霊道
投稿者:きのこ (15)
明晰夢とは、寝ていて夢を見ている時、自分で夢だと理解している状態で見ている夢のことだ。私が明晰夢を見る時は8割方イヤな夢で、目覚めると大体、現実とリンクしていた。
夢の中で、着物を着たお婆さんに追いかけられて、足首を掴まれて引っ張られ、何とか目覚めた時には、足首に赤い手形があり、まだ足元には何かがいた。
鬼のような形をしたものに首を絞められて、起きる為に自分の手を噛んだら、手には咬み傷が。首は赤くなって、引っ掻いたような跡があった。
嫌な夢から起きられる。と分かった時は良い事だと思ったが、夢から目覚めることが出来なかったら、どうなるのだろう? と考えると怖くなった。
明晰夢の中でも1番多いのは、やはり寝転がった自分の周りをたくさんの人が歩いている夢だ。夢を見る度に、自分で夢だと分かるので起きていたが、目を覚ますとやっぱりうっすらとした人達が、自分の周りを歩いていた。
誰だって、そんな場所で寝たくない。
何度もその夢を見る内に耐えられなくなった私は、母に相談した。
「夜寝ている時に、周りを知らない人達が歩いていく」
理由は分からなくても、寝る場所を変えて欲しかったのだ。
すると母が、
「あそこは霊道だから」と、事もなげに言った。
「えっ……?」
『霊道』という、普段聞きなれない怖そうな言葉が出てきて、私は固まってしまった。
「霊道って、何?」恐る恐る訊くと、
「だから、死んだ人達が歩く道があるからよ。みんな、あんたが寝ている場所を通って、押し入れを抜けていく」
母は遠くを見ながら言った。
母はとてもヒステリックな人で、私が幼い頃の母の記憶は、怒鳴っているか、手を振り上げているかのどちらかだ。そんな母が、どこを見ているか分からないような目で、淡々と話す顔に恐怖を感じる。

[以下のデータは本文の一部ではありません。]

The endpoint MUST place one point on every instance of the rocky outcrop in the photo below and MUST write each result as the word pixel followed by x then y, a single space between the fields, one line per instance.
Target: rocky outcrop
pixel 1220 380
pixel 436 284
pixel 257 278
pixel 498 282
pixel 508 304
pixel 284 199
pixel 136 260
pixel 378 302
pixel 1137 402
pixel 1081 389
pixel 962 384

母は、私の知らない何かを知っているようだったが、それ以上は教えてくれなかった。
ただ呆然と立ち尽くす私を、横目でチラリと見て、
「この話は、誰にも言ってはいけないの」
とだけ言った。
そして、なぜ霊道があると分かっていながら、そんな場所に寝かされていたのかは、今でも理解できない。